Ubiquitous AI (FPGA and Beyond)
Artificial intelligence (AI) is the next big wave in computing, and transforming our society on a spectacular scale. Computing systems that sense, reason, and act can accelerate solutions to the world’s grand challenges in healthcare, finance, security, energy, science and other areas. However, today’s computers are not efficiently designed for artificial intelligence. In our research, we are interested in developing collaborative hardware/software solutions for AI. In particular, we focus on xPU — a class of new computer architectures tailored for AI applications (speech, image, video, vision, etc.). The key differentiator of our research is that rather than focused on developing specific application-oriented solutions, we are more interested in fundamental computer architecture innovations which can transform a wide array of computing systems ranging from edge computing devices (IoT, wearable, mobile, and other embedded systems) to warehouse scale computers (data centers and Cloud).
AI Cloud Computing
Our goal is to develop custom cloud solutions for efficiently deploying AI in the cloud, including computer vision, natural language processing and speech recognition. In particular, we are developing a high-performance and energy efficient hardware deep-neural network (DNN) engine running on customizable chips known as field-programmable gate arrays (FPGAs). In our previous project, we demonstrated a high-performance OpenCL-based FPGA accelerator on an Altera Arria 10 GX1150 board and achieved 866 Gop/s floating point performance at 370MHz working frequency and 1.79 Top/s 16-bit fixed-point performance at 385MHz. Our work achieves the highest performance and energy efficiency world-wide for convolutional neural network (CNN) compared to state-of-the art OpenCL FPGA CNN implementations.
AI Edge Computing
“Larger is better” is the ruling maxim in deep learning (DL) world. The deep layered structure and large model sizes achieve incredible accuracy for supporting the extraction of more complex and high-level features in a wide spectrum of applications, ranging from computer vision to machine translation and natural language processing in a cloud computing environment. However, they also pose severe challenges on the efficient deployment of DNN models on resource-constrained edge computing devices, which have limited processing power and data storage capacity. In this research, our goal is to develop optimization techniques to compress or transform large deep neural network models for edge computing. Towards this goal, we will take a holistic and methodical approach that spans theory, algorithm and architecture to tackle this problem. Such approach will in turn benefit cloud computing as well.
Big Data Systems
Big data comes in diverse types and sizes. Quite often the data we need to process is connected in nature. For example, in a social media application (e.g., Facebook), we have entities like Users, Status, Comments, Likes, etc. that need to be managed and processed as a single logical unit of data. Typically, this type of data is organized as graph, which requires different approaches (including both software and hardware) to run analytics on, compared to traditional data processing. To this end, we leverage the exceptional random access performance of emerging Hybrid Memory Cube (HMC) technology that stacks multiple DRAM dies on top of a logic layer, combined with the flexibility and efficiency of FPGA to address these challenges. We achieved 166 million edges traversed per second (MTEPS) using GRAPH500 benchmark on a random graph with a scale of 25 and an edge factor of 16, which significantly outperforms CPU and other FPGA-based large graph processors.

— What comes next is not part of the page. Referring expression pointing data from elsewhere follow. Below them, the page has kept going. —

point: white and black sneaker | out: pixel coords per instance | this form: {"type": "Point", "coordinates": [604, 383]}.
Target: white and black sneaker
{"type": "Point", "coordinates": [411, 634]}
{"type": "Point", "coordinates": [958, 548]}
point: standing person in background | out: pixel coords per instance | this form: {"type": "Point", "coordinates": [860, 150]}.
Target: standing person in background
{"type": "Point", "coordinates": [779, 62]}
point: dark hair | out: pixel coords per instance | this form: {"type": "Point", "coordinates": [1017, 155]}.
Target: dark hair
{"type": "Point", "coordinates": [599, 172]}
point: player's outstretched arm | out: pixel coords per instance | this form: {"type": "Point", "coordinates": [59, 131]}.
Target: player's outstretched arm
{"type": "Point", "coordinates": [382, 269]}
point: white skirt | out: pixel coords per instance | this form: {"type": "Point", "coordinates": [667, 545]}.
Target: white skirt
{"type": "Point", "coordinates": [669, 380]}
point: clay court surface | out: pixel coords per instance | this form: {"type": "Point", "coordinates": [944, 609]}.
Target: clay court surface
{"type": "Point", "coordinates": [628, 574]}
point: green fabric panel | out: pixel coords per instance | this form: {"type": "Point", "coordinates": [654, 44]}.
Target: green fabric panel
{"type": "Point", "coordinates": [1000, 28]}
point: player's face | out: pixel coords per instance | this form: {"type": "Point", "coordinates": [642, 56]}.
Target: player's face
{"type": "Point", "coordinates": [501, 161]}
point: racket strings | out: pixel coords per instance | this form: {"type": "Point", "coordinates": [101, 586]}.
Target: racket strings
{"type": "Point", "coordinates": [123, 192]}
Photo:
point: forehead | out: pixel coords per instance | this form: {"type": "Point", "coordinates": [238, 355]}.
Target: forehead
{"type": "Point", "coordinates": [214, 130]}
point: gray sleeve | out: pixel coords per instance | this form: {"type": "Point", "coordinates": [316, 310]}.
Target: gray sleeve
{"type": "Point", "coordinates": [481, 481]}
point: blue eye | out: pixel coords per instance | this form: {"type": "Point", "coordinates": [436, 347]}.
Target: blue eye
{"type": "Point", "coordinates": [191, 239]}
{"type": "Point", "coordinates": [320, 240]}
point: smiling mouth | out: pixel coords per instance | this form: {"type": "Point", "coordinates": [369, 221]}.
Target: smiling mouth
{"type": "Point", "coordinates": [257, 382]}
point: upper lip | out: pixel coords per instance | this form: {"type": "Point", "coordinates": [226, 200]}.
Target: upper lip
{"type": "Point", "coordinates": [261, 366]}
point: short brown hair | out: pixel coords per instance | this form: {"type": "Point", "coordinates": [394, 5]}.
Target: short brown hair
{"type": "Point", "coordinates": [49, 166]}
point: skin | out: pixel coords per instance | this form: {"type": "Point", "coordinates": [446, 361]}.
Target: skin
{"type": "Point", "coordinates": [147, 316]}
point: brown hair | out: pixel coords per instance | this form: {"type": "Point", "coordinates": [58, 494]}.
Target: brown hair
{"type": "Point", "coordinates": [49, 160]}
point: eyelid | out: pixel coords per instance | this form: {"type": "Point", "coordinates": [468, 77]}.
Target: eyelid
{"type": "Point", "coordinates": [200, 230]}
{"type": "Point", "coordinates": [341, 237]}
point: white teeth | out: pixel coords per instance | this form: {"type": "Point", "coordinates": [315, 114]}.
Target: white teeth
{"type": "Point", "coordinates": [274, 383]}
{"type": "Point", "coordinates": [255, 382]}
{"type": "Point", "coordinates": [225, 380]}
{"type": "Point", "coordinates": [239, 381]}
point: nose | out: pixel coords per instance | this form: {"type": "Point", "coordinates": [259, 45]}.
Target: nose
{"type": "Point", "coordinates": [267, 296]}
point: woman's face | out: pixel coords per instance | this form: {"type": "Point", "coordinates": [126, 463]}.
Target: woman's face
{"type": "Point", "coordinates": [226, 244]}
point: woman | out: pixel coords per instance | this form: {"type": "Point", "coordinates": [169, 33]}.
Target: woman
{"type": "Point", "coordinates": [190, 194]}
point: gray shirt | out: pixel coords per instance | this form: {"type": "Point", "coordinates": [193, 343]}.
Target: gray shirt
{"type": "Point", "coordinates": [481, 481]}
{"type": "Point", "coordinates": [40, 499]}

We are developing intelligent systems (including both hardware and software) to accelerate science discovery and computer architecture research. In particular, our system comprised of an automated in-house built IC testing, characterization and emulation system based on equipment donated by many companies, capable of performing material-level, device-level, circuit-level, and system-level testing with more flexibility (FPGA-controlled) and accuracy (fully customized) than many state-of-art industry testing facilities (memory or SoC testers).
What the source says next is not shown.